Cuando Andrés Rábago era Ops se limitaba a lanzar cargas de profundidad sobre el inconsciente colectivo para matar a ese cocodrilo que se reproduce debajo de la belleza del Partenón, del misterio de las catedrales, de las fiestas de todos los palacios y mansiones, de las instituciones del Estado, incluyendo el trajín de lonjas, mercados y teatros. Para matar a ese cocodrilo y a sus correspondientes crías era necesario abatir también todos los pilares de la conciencia. Caiga, pues, el templo y perezca Sansón con todos los filisteos bajo un cúmulo de cascotes, vigas y paredes maestras. Lo que Ops derrumbó vino después El Roto con el encargo de efectuar el desescombro bajo la atenta supervisión de Andrés Rábago, el amo y señor de la dinamita.

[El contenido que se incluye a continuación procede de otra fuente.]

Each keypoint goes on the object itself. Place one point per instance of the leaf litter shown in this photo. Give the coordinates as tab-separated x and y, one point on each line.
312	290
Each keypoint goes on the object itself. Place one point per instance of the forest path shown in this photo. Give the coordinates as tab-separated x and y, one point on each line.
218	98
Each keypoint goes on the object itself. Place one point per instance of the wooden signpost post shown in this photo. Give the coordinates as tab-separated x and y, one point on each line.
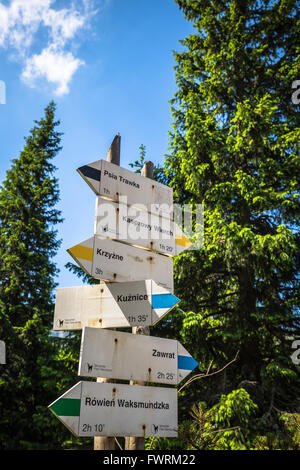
136	289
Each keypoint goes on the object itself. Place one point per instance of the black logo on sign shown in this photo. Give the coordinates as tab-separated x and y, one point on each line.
155	428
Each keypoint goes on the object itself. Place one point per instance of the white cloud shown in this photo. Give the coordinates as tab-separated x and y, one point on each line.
22	25
56	66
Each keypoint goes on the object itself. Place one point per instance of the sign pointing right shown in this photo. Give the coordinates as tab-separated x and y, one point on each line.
112	305
118	355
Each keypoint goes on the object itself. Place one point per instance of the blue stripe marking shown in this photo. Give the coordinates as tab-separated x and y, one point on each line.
164	300
186	362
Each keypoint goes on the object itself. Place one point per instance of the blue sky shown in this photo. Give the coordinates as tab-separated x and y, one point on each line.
108	65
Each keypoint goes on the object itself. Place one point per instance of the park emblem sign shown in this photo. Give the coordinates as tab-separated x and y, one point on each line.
131	254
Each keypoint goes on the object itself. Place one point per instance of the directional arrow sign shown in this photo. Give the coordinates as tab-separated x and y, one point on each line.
108	409
112	305
114	182
118	355
137	227
114	261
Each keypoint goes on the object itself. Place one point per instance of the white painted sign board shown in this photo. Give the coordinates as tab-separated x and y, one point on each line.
2	352
137	227
114	182
109	409
119	355
112	305
114	261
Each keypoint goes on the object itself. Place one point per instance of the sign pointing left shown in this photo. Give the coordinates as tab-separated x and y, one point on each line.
114	261
109	409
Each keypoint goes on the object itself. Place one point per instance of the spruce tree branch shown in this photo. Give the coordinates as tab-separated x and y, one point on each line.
207	374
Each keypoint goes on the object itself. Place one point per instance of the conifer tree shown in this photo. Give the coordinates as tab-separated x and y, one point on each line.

Cuando llegó el tiempo de la democracia en que ya se pudo hablar Rábago cedió la palabra al Roto y este a su vez la impuso a sus personajes. Se da por sabido que se trata de un dibujante extraordinario, pero no se sabe qué es más lúcido y cruel, el dibujo o el breve texto que lo sirve y que suena siempre como un disparo. Sus personajes hablan, unas veces con sentencias inapelables, otras veces con simples estocadas o sátiras usadas como látigos. Se ha ponderado mucho el trabajo de El Roto como dibujante, pero muy pocos caen en la cuenta de que se trata de gran escritor. ¿ Cómo es posible -—se pregunta el lector ante su viñeta diaria en el periódico EL PAÍS— que este artista se permita el lujo de dar siempre en el clavo, día tras día, sin bajar nunca la guardia ni abandonar su garita?

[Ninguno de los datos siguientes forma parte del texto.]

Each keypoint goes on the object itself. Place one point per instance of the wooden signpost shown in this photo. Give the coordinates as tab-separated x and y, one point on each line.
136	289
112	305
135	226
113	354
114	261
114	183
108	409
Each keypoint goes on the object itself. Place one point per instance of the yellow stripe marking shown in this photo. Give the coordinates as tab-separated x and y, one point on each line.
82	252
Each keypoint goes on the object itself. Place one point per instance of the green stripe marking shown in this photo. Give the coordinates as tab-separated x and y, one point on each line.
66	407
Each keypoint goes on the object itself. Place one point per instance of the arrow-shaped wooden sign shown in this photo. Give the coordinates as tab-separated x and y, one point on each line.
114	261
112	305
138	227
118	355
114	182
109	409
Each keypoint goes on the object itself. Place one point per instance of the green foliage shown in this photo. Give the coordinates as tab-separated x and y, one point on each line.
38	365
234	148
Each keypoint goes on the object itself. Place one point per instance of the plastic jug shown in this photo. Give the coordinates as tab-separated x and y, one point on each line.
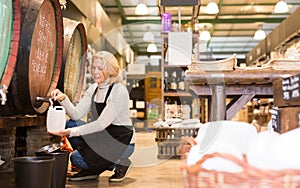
56	118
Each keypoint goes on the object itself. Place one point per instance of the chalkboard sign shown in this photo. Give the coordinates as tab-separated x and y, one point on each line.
275	119
291	88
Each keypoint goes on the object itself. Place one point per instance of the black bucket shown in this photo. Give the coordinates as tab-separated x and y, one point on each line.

Cuando llegó la democracia Rábago cedió la palabra al Roto y este a su vez la impuso a sus personajes
El Roto parece ver el mundo como un disparatado barracón de feria por donde discurre el desfile de la comedia humana, señoritos a caballo, princesas coronadas, mendigos descalabrados, políticos golfos, banqueros con puro y esmoquin, fanáticos con banderas, terroristas deslumbrados, plutócratas con dedos muy anillados, lobos con la tripa llena de caperucitas, mastines pensativos, desolados matrimonios incomunicados ante el perol de sopa, especuladores con los colmillos ensangrentados, militares cubiertos de medallas. El Roto analiza a esta caterva bajo el comportamiento de las ratas o según el achatado cerebro de las serpientes y la mirada irónica del gusano. Por un momento piensas que se trata de historias insectívoras o de anecdotario atroz de los instintos. De pronto caes en la cuenta que El Roto está hablando de política y de moral ciudadana. Cuando cualquiera de estos personajes pasa por su punto de mira, entonces aprieta el gatillo y la bala siempre le da en el ojo, acompañada de un texto que es más mortal todavía.

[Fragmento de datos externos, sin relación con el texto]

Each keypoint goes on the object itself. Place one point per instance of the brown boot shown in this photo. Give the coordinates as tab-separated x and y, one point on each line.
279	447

Te puedes preguntar si es tan siniestro, desolado e irremediable el mundo como lo describe El Roto, cuyos personajes se mueven a sus anchas en un espacio en el que la tiranía, el fanatismo y la miseria de los desesperados parecen un mal congénito de la humanidad, que nunca tendrá fin. Sin duda es posible que exista otro mundo más confortable donde los niños jueguen felices en los columpios de los parques, los adolescentes con mochilas vayan camino del instituto como si fuera la isla del tesoro y los enamorados se besen a la luz de las farolas. Pero ese mundo imaginario solo llegará cuando el trabajo de desescombro en que está metido El Roto haya terminado.